Starch-based pH-responsive hydrogels. Starch-based biodegradable polymers, in the form of microsphere or hydrogel, are suitable for drug delivery (Lu et al. 2009). Modified starch film can also act as a carrier for drug release. For instance, starch- based hydrogels have been reported for colon-targeted drug delivery. Starch- methacrylic acid (MAA) copolymer hydrogels was prepared and the release behaviour of ketoprofen as model drug was investigated. The starch-based hydrogels could retain the loaded drug (ketoprofen) at pH 1 and release it at pH 7. Thus, the hydrogel has good pH-sensitivity and can be a good candidate for colon drug delivery systems (Ismail et al. 2013).

Blending lignin with corn starch improves significantly the mechanical and water absorption properties of the starch films; and in addition, this film can also control the release of the load drug ciprofloxacin in response to the pH of the medium. Only 75% of ciprofloxacin was released in a medium with pH of 7.5, while almost 100% was released in a medium of pH 1 (Zhang 2015).

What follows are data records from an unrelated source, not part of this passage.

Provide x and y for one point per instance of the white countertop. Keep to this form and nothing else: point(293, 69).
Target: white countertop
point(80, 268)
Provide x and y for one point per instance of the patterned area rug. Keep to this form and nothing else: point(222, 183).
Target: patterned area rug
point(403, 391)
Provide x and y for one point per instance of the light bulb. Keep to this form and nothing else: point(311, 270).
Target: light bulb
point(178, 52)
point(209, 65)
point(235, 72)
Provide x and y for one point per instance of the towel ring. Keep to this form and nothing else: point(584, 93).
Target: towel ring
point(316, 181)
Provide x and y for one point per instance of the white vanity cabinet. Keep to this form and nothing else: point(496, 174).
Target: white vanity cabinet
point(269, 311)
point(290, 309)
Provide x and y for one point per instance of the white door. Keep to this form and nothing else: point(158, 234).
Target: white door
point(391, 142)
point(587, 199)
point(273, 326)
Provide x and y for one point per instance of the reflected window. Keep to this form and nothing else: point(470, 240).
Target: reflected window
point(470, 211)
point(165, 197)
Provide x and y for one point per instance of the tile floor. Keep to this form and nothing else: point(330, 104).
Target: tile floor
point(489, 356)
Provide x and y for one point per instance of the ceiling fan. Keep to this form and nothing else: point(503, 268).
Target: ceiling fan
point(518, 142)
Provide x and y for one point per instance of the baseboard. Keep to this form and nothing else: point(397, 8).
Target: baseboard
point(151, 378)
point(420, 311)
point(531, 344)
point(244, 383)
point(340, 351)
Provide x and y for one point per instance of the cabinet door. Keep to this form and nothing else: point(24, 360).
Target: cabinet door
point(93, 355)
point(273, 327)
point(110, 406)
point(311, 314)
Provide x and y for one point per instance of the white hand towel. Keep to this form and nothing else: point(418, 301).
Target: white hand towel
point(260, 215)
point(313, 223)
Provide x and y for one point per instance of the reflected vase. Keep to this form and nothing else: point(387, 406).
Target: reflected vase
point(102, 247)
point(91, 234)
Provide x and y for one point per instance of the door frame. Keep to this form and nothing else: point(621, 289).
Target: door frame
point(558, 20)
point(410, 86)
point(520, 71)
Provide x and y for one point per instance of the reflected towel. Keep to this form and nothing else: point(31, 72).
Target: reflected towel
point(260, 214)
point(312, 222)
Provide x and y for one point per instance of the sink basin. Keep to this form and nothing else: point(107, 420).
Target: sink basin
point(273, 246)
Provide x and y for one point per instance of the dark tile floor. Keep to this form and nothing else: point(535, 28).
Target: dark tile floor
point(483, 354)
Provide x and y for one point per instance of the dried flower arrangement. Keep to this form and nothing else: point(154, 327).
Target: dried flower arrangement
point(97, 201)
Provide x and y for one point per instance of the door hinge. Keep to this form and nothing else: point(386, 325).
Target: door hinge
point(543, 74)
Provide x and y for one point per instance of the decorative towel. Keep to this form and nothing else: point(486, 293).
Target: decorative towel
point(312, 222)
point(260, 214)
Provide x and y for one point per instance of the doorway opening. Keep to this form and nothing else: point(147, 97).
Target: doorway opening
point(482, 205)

Alginate-based pH-responsive hydrogels. Alginate has been extensively used in preparing drug carriers due to its biocompatibility, good morphological and mechanical properties. It has the property of gelation in an aqueous solution with aid of divalent cations such as Ca²⁺ and Mg²⁺. Park et al. studied the release profile of dual- stimuli-responsive hydrogel beads composed of calcium alginate and PNIPAM. The results showed that at 25°C the release rate from the beads was slower than that from the homo-PNIPAM beads due to the presence of the Ca-alginate chain network (Prabaharan and Mano 2006). Drug release from alginate hydrogels cross-linked with Ca²⁺ depends on the pH of the medium and the solubility of the drug. Generally, poorly water-soluble drugs are not released in acid pH due to the poor swelling by the hydrogels. In contrast, in phosphate buffer and simulated intestinal fluid the swelling and the release are promoted as phosphate ions extract the calcium from the hydrogels (Alvarez-Lorenzo et al. 2013).

Hyaluronic acid-based pH-responsive hydrogels. Another natural polymer commonly used in drug delivery formulations is hyaluronic acid (HA), which is an anionic glucosaminoglycan. The presence of one carboxylic group per repeat unit imparts a pH-responsiveness, and such behaviour is enhanced in cross-linked hydrogel network. Recent research found pH-responsive HA nanoparticles as a viable option for oral insulin delivery systems, showing enhanced delivery via transcellular pathway found in both in vitro and in vivo studies (Sharpe et al. 2014). Fiorica et al. developed a novel derivative of HA with increased carboxylic groups to optimize the system for delivery to the colon and demonstrated pH-sensitive release using a-chymotrypsin (Fiorica et al. 2013).

Cellulose-based pH-responsive hydrogels. Carboxymethyl cellulose (CMC), obtained by substitution of some of the hydroxyl groups of cellulose with carboxymethyl groups, displays pH-sensitivity due to the incorporation of carboxyl groups, making this material interesting for oral delivery systems (Gao et al. 2014).